If you ask GPT to write a story about a cat, it’ll use the knowledge it has about cats, stories and language structure to craft a response. The more detailed your prompt, the more focused and accurate its response will be. It isn’t actually composing a story… it’s just giving a response that sounds like something a human may say.
Limitations of LLMs
While LLMs like GPT are incredibly powerful, they have significant limitations:
- Lack of understanding: LLMs do not possess true understanding or consciousness. They generate text based on patterns, not on any deeper comprehension of the world. This means that while GPT can produce text that seems intelligent, it doesn’t actually “know” anything in the way humans do.
- Dependence on training data: LLMs are only as good as the data they’ve been trained on. If the data is biased or incomplete, the model’s responses may also be biased or inaccurate. Additionally, GPT cannot create entirely new knowledge; it only recombines and reinterprets what it has already been exposed to.
- Inability to think critically: GPT and other LLMs cannot critically evaluate or verify information. They can sometimes generate responses that are factually incorrect or nonsensical, particularly if the prompt is ambiguous or outside the model’s training scope.
You can train a parrot to respond to specific phrases with almost conversational quips… that doesn’t mean the parrot is carrying on a conversation with you. LLMs are similar to that in lots of ways. The AI is learning what responses to a prompt are likely to be appropriate based on the data it is fed. It’s complex, but it’s still just parroting the data it’s been given.
Apocalypse, Not
One of the biggest myths about AI is that it will eventually become so intelligent that it will take over the world, causing an “AI apocalypse.” This idea is more fiction than fact.

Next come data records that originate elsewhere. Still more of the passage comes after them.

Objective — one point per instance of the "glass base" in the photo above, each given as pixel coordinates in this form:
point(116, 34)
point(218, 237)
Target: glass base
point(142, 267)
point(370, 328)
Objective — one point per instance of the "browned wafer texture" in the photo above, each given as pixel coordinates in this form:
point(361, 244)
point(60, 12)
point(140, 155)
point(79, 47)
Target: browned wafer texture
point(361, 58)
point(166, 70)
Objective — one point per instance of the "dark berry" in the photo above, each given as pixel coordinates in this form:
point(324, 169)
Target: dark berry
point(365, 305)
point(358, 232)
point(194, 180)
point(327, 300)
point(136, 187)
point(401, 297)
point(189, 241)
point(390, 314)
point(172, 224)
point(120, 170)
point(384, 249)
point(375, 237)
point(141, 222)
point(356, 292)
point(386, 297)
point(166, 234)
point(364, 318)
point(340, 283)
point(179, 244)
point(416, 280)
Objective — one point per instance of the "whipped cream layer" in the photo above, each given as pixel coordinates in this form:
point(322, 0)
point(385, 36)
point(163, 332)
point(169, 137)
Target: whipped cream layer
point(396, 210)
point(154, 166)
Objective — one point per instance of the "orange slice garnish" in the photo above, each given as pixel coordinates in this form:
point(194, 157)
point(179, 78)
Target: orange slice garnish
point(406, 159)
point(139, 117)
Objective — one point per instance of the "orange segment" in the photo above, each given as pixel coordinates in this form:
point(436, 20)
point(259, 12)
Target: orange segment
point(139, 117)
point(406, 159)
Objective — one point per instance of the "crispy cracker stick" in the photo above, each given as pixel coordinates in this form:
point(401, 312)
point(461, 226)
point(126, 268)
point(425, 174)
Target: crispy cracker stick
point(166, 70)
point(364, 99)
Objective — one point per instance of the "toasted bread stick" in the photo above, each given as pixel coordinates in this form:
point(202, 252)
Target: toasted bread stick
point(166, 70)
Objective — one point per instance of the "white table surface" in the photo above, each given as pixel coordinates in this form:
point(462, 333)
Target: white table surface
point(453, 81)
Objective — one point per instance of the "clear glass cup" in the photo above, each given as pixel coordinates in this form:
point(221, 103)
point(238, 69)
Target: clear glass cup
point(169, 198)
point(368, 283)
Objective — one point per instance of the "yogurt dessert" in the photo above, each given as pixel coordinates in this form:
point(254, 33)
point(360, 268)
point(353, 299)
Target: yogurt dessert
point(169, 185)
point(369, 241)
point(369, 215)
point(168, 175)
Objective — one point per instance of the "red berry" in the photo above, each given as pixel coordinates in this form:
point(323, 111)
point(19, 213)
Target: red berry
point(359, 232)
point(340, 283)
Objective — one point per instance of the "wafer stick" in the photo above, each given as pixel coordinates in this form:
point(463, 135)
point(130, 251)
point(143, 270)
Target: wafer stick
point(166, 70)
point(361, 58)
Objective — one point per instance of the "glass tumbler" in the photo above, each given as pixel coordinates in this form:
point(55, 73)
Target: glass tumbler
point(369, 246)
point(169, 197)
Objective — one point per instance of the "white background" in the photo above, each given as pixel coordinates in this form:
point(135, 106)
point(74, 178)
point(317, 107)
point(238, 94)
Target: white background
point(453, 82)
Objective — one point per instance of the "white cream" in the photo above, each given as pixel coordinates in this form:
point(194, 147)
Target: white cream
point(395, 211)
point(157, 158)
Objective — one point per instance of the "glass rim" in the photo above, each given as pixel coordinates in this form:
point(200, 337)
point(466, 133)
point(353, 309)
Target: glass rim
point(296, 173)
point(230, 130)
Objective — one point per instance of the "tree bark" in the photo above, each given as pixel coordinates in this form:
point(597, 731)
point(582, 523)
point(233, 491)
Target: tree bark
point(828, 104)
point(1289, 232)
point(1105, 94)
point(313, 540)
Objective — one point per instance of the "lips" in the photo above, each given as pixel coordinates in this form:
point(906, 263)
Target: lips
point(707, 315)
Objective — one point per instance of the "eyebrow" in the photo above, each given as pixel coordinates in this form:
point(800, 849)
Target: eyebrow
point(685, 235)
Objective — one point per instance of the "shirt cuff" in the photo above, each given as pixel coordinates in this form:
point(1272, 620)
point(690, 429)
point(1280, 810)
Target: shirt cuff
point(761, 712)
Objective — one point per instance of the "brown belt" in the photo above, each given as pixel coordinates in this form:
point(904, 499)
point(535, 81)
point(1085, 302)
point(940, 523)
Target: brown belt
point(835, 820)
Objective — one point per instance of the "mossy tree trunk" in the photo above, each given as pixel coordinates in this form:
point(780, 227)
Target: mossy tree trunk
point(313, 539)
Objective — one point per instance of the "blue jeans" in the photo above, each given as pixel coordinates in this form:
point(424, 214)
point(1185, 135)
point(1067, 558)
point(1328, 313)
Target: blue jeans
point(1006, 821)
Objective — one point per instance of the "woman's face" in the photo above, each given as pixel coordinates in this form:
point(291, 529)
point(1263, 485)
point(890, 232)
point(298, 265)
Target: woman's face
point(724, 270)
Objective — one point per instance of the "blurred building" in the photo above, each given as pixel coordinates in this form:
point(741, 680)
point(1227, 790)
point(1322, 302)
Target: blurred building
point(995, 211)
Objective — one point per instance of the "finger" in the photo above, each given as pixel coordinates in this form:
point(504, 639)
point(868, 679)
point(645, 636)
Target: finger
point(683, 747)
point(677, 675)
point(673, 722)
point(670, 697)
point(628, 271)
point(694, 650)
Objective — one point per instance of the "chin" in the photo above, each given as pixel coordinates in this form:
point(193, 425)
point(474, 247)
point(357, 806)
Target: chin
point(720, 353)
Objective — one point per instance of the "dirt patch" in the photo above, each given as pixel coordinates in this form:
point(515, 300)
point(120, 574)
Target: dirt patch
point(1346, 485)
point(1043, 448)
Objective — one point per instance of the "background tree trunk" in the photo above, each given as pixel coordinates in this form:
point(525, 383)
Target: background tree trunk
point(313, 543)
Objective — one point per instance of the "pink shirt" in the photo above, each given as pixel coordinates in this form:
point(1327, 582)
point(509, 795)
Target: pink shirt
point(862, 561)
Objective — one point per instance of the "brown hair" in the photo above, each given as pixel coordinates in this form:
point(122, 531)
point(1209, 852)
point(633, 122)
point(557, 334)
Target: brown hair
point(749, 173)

Remember, Narrow AI is designed to do specific tasks. It can’t suddenly decide to become something else. Your AI-powered vacuum cleaner isn’t going to start plotting world domination… it’s just going to keep cleaning your floors. Even if we one day develop General AI, the idea that it would turn against us is highly speculative and far from a present concern. It’s also likely that generations of sci fi writers have been assigning scary, but fundamentally human characteristics to a theoretical, inhuman system.
In reality, AI is just another tool. As people understand more of this, another alarmist point of view has become prevalent – the idea that AI will replace all of us. Again, this goes a little far. There are parts of life that AI has already made more efficient, but it’s just a tool.
The invention of the power drill didn’t replace carpenters. Often human expertise is still required to get the best work out of these AIs. Writing from GPT will feel choppy and generic if it’s not edited by an expert. Images generated by non-artists from Midjourney often still lack the composition and cohesion that an artistic eye with experience can bring.
You could give me (a writer) a powerful data aggregation algorithm, and I would be totally lost and would probably just waste time on it. To a data analyst, it can be a super power for tedious and mundane tasks that previously sucked their time dry. The expertise from a real human is still required to get the best work out of AI.
Human Intelligence Boosted
Hopefully this DevSpeak gives you a lot more insight into the very broad term “AI”, and how it affects your daily life. New tech and the jargon that comes with it is often confusing, but that’s why you have DevSpeak!
This one was a mouthful for sure! Thanks for sticking with us through this deep dive on an important topic. We’ll be back soon with more explainers designed to buff your understanding of the tech world!